Network Working Group J. Ioannidis
Request for Comments: 1235 G. Maguire, Jr.
Columbia University
Department of Computer Science
June 1991
The Coherent File Distribution Protocol
Status of this Memo
This memo describes the Coherent File Distribution Protocol (CFDP).
This is an EXPerimental Protocol for the Internet community.
Discussion and suggestions for improvement are requested. Please
refer to the current edition of the "IAB Official Protocol Standards"
for the standardization state and status of this protocol.

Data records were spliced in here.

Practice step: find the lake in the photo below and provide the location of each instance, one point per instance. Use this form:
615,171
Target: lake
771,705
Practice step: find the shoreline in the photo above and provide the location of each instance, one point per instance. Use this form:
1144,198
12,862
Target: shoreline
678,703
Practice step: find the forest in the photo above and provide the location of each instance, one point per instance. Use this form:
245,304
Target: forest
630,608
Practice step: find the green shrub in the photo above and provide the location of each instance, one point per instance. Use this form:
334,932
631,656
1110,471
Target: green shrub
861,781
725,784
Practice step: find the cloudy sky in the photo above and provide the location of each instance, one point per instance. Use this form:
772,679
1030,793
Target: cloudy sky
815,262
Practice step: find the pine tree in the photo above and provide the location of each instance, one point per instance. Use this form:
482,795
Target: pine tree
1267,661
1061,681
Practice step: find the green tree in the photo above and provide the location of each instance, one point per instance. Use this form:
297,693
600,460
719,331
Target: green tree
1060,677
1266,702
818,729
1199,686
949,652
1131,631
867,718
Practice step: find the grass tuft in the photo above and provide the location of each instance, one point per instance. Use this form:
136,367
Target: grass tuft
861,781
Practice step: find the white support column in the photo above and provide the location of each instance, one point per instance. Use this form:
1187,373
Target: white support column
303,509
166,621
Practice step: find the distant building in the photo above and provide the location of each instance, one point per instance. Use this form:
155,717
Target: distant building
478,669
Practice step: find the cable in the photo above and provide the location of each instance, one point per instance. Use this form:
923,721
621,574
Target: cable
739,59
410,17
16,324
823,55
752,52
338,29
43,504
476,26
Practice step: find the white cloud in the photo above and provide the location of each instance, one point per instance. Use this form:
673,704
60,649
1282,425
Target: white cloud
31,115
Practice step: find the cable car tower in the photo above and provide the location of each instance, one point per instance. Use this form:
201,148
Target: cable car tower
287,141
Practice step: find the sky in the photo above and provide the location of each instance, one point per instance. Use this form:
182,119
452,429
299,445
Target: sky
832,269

Distribution of this memo is unlimited.
IntrodUCtion
The Coherent File Distribution Protocol (CFDP) has been designed to
speed up one-to-many file transfer operations that exhibit traffic
coherence on media with broadcast capability. Examples of such
coherent file transfers are identical diskless workstations booting
simultaneously, software upgrades being distributed to more than one
machines at a site, a certain "object" (bitmap, graph, plain text,
etc.) that is being discussed in a real-time electronic conference or
class being sent to all participants, and so on.

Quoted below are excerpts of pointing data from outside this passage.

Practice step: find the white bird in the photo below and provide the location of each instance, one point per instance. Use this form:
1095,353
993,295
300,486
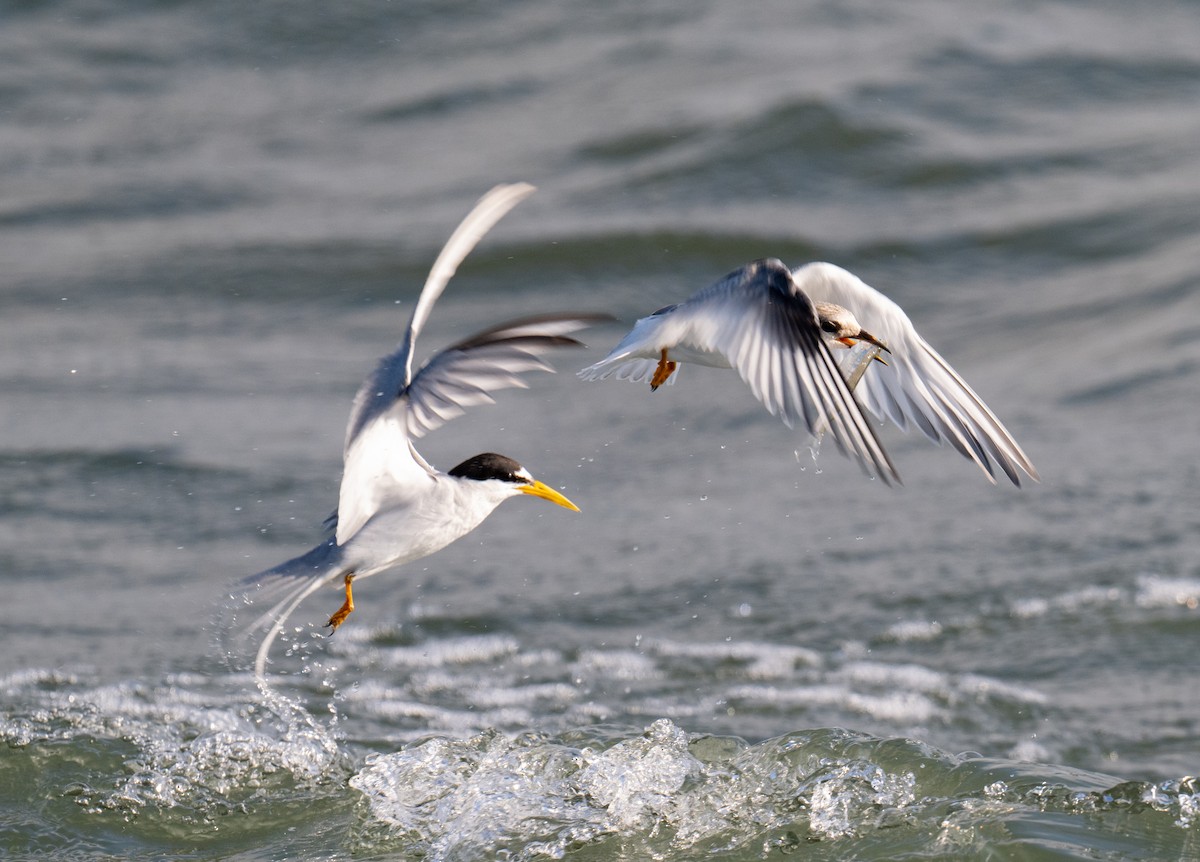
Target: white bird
913,385
760,322
768,323
394,507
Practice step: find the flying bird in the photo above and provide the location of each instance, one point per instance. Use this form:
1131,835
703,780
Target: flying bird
913,385
759,321
395,507
779,328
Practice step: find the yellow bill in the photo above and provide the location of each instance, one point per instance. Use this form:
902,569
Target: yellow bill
537,489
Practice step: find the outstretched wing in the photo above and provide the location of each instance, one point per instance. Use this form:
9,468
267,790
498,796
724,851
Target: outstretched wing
395,371
467,373
917,387
768,331
382,465
379,462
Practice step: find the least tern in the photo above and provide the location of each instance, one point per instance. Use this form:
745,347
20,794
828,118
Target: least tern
761,322
913,385
738,322
394,507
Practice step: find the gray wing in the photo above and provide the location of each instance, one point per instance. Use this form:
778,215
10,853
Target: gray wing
467,373
395,371
383,465
768,330
917,387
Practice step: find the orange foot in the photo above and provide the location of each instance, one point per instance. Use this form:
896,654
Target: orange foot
666,367
345,610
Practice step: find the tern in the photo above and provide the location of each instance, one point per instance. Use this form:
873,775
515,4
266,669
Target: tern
780,329
393,506
759,321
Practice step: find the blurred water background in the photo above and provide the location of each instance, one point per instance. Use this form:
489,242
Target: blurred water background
216,216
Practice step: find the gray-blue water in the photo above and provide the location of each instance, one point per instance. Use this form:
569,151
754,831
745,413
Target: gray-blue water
215,217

In all these cases, we have a limited number of servers, usually only
one, and <n> clients (where <n> can be large) that are being sent the
same file. If these files are sent via multiple one-to-one
transfers, the load on both the server and the network is greatly
increased, as the same data are sent <n> times.

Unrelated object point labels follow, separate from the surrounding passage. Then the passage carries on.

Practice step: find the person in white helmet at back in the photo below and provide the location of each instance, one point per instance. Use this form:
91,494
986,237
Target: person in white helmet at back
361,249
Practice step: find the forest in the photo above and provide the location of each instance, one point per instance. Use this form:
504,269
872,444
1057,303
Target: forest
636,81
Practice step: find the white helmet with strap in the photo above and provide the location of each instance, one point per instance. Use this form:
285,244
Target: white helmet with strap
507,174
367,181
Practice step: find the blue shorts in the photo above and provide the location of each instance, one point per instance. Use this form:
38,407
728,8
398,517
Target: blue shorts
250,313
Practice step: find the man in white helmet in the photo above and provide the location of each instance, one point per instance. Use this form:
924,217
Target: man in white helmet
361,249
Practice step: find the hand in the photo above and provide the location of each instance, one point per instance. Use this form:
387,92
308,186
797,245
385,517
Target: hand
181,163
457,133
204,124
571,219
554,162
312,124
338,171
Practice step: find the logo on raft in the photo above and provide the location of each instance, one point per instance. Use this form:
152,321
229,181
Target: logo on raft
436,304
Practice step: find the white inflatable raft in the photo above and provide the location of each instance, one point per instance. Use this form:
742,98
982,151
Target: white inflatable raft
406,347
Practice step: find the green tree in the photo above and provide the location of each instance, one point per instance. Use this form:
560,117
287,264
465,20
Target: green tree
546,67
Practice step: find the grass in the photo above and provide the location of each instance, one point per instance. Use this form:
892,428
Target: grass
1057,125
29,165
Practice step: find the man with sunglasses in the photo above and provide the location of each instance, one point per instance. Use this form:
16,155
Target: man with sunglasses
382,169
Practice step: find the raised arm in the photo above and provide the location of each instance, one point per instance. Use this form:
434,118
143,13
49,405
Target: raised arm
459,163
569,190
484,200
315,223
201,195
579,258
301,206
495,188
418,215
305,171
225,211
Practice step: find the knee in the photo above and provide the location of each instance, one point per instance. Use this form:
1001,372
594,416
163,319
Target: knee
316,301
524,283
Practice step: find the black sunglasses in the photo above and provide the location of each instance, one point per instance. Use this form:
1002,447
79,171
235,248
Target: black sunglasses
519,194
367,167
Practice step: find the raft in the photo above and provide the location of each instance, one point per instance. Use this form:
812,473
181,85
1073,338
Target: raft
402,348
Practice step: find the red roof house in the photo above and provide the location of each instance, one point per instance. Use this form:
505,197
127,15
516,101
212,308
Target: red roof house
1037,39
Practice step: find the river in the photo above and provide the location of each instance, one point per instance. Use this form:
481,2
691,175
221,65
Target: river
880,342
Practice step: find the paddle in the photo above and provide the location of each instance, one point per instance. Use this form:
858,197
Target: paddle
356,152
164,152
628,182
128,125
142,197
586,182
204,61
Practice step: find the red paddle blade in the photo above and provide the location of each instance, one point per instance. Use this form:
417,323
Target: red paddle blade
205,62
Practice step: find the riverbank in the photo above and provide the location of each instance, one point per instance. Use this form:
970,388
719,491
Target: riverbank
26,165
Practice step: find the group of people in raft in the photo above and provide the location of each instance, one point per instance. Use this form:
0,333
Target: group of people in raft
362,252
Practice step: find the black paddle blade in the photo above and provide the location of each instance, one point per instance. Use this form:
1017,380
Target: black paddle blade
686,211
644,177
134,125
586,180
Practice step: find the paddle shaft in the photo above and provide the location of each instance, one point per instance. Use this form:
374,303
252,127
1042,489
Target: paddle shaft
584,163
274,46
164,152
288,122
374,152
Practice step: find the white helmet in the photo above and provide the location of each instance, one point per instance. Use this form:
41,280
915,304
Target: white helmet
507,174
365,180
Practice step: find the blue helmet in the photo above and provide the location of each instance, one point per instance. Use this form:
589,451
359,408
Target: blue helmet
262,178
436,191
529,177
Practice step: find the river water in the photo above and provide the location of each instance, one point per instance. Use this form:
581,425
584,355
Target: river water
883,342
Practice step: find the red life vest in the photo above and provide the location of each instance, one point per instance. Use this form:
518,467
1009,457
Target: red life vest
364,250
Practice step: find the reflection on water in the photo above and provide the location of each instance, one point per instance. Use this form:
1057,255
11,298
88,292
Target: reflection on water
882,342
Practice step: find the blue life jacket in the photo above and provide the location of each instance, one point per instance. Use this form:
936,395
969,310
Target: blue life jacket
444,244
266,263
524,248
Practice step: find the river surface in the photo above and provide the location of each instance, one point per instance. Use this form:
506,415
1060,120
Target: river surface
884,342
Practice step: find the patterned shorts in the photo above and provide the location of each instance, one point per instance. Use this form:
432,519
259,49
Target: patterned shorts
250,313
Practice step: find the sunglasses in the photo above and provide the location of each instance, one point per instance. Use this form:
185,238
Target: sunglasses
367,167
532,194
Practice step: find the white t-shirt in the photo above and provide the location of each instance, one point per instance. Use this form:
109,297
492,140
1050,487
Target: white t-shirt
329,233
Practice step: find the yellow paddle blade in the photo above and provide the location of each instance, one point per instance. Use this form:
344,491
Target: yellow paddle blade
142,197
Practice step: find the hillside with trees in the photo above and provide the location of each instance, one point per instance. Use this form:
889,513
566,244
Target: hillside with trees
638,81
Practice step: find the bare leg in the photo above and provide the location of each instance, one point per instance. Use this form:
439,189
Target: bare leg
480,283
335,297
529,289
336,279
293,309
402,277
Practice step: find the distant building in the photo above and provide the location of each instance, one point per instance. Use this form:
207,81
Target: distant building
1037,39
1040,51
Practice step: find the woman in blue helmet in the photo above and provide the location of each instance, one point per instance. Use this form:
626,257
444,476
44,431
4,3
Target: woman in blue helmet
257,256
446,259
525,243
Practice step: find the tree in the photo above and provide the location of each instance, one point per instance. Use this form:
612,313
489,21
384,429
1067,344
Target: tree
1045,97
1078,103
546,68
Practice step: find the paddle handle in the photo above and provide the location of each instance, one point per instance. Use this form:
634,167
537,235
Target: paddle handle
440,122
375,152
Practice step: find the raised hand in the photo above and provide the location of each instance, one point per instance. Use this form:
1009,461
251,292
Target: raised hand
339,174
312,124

We propose a file distribution protocol that takes advantage of the
broadcast nature of the communications medium (e.g., fiber, ethernet,
packet radio) to drastically reduce the time needed for file transfer
and the impact on the file server and the network. While this
protocol was developed to allow the simultaneous booting of diskless
workstations over our experimental packet-radio network, it can be
used in any situation where coherent transfers take place.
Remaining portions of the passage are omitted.